日常のスナップでも、人生の節目にあたる行事ごとでも、
彼の端整な容貌は、どこか憂いの帯び翳っている。
「……だって、カメラ嫌いなんだもん」
「ばぁか! いまどき魂を抜かれるだなんて信じているほうが可笑しいよ」
「お前は俺のおばあちゃんが嘘つきだって言うのか!」
「や、や、そうじゃないけど」
こいつの笑顔をなんとか写真に収めたい。
悩んだ俺は、ある名案を思いついた。
「なあ、絵を描くからモデルになってくんない?」
「モデル? いいけど全裸とかは御免だぜ」
「そのまんまでいいよ、五分でいいから、そこの椅子になるべく動かないで座ってて」
新緑の街路樹が見下ろせる明るい窓辺に座ったあいつを、俺はスケッチしていった。
「美大じゃ、写真だけじゃなく絵も描くのかよ」
「おっとぉ。

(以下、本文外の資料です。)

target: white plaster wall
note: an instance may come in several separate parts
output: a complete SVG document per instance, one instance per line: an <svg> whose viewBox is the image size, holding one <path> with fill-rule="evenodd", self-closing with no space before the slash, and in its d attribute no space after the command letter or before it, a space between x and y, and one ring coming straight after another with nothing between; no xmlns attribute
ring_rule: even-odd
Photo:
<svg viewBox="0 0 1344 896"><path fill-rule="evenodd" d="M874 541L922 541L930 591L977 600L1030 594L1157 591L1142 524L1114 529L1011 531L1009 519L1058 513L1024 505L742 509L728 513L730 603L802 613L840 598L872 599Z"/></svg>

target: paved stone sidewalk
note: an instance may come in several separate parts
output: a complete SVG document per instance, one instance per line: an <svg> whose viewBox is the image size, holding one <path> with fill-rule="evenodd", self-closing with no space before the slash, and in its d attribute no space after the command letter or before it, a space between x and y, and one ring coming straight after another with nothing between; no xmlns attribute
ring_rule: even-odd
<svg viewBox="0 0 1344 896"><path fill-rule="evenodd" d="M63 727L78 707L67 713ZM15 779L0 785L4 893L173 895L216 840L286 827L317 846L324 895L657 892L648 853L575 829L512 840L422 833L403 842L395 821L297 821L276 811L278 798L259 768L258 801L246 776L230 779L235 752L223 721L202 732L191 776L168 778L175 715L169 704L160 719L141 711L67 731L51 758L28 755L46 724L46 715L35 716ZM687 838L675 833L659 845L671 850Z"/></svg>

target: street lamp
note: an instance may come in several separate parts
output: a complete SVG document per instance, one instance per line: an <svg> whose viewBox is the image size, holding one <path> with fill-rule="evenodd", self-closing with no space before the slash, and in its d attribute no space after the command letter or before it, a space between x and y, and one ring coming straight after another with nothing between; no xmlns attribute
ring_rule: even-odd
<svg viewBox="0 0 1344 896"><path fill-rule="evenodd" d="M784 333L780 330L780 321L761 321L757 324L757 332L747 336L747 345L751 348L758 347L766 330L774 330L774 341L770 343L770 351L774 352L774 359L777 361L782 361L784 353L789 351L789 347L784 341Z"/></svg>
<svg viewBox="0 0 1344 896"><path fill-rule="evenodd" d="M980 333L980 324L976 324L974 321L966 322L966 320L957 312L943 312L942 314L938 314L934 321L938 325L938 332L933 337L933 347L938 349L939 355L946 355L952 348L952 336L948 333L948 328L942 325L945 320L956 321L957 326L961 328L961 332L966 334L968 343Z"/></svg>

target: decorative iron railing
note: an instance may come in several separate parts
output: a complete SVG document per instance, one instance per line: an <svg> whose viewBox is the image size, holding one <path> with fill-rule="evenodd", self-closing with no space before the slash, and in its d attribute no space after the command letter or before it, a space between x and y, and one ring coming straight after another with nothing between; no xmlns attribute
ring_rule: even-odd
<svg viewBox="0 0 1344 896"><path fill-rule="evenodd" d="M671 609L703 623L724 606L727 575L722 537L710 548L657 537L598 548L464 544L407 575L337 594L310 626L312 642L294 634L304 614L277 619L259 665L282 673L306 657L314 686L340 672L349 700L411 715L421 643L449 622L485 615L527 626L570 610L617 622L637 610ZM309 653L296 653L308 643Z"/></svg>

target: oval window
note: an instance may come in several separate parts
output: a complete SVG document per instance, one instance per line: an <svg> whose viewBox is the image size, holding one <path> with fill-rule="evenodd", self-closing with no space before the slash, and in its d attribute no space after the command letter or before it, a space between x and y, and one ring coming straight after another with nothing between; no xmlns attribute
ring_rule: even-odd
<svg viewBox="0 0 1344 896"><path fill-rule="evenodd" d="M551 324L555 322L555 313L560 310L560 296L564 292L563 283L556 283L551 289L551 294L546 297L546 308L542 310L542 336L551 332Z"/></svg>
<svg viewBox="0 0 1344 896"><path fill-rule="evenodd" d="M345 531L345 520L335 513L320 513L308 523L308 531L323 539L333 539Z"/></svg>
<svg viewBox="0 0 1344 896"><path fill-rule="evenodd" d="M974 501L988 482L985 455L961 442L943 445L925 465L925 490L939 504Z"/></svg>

モデルは動かない、動かない!」
「ちぇっ、勝手にしろや」
翌日、大学の暗室で期待と不安を半々にしながらピンホールカメラのフィルムを現像した俺は、
金と緑の降り注ぐ柔らかい光に包まれ、こちらを見ながら微笑む青年を見つけた。
あいつは俺の部屋で、幸せがハレーションをおこしたような白い光の中で笑っている。
俺はしばらくの間、時間を忘れてその写真を眺めていた。
いつか、俺達の間になにかが起ころうとも。
いや、起こらずにお互い幸せな老後を迎え、一握の灰になろうとも。
写真の中のあいつは、初夏の光を一身にあびて永遠に微笑みつづける。
すべてが不確かな現実のなかに生きる俺は、その確かさを信じる。
遠い未来に、あいつの孫かなんかが爺さんのアルバムを見ていて、
写真でしか知らないあいつのことを、笑わない人だと思いながらページをめくり、
俺の撮ったこの写真を見て驚いて欲しい。
そして想像して欲しい、大昔のある日、窓辺に佇む微笑む青年と、
その青年が微笑みながら見ていた写真家のことを。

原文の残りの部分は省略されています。